Top 9 Easy Ways to Eat More Vegetables

Ways to Eat More Vegetables

If you’re looking to level up your nutrition game and maintain a balanced diet, then listen up, because veggies are about to become your new best friend. 

Packed with essential fiber, antioxidants, vitamins, and minerals, these nutrient-rich powerhouses are crucial for overall well-being. Plus, they can reduce the risk of chronic diseases, improve digestion, improve mental health, boost your vitality, and help with weight loss. But you already know that!

It doesn’t matter how much we KNOW that we should choose the salad over the burger. Once you see and smell that burger, a salad doesn’t stand a chance… So how do we eat more vegetables, when we just don’t feel like eating like a bunny rabbit today?

Whether you feel veggies are inconvenient to prep, you’re unsure how to cook them, or they just never seem appetizing… we’ve got you covered with some delicious ways to get more of these goodness-packed gems into your eating plan, so that you never get bored of eating them. 

So, let’s dive in and unlock the secrets to veggie success!

How To Eat More Vegetables

how to eat more raw vegetables


Here are some clever tricks to help you eat more vegetables each day without sacrificing taste or convenience. From sneaking them into your favorite meals to experimenting with new recipes, these tips will make it easier than ever to enjoy the benefits of a veggie-rich diet.

1. Drink them

One popular option is to drink your veggies in the form of smoothies, especially green smoothies. Green smoothies are not only refreshing, but they also pack a powerful nutrient punch. When adding leafy greens, smoothies can provide you with a recommended amount of vitamins, such as vitamin A and vitamin K, in just one cup of veggies. You can also get creative with the vegetables you choose. Beyond the leafy green options like spinach, mache, kale, you could also include veggies like cucumber, zucchini, pumpkin, beets, avocado, or sweet potatoes for added nutritional benefits. 

The best part is that green smoothies are a sneaky way to incorporate more veggies into your diet without compromising on taste. You can easily hide the veggies in the fruity flavors of the smoothie, making it a delicious and convenient option for breakfast or a snack. Frozen veggie bags work particularly well for this.
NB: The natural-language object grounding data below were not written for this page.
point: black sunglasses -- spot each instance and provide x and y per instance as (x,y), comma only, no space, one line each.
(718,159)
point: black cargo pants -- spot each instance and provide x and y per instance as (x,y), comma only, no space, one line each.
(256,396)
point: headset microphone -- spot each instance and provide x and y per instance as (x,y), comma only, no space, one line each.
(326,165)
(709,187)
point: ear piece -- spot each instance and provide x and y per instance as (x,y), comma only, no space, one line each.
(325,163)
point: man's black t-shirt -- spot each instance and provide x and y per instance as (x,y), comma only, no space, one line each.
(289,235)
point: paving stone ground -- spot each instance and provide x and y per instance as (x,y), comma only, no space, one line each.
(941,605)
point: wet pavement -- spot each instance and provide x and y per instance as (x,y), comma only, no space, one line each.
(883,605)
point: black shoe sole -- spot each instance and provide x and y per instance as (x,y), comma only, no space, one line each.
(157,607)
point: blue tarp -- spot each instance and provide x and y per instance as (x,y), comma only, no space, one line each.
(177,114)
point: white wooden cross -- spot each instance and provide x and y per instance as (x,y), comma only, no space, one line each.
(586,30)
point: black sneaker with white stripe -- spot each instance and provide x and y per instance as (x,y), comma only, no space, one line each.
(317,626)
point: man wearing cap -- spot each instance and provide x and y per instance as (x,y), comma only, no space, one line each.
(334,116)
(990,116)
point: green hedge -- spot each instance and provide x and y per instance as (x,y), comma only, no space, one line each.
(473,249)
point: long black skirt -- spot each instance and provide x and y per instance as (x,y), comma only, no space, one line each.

Just add a bit of frozen cauliflower to your smoothie for a thick and creamy addition and you’ll never taste it!

With their abundance of vitamins, minerals, and antioxidants, green smoothies can be a simple yet effective way to enjoy the benefits of vegetables and promote a healthy lifestyle. 

Here are some tips and recipes to get you started: How to Meal Prep Smoothies

2. Make them Convenient 

Making veggies more accessible and convenient in your daily routine can be a game-changer when it comes to eating more of them. Here are some simple yet effective tips to help you incorporate veggies effortlessly into your lifestyle.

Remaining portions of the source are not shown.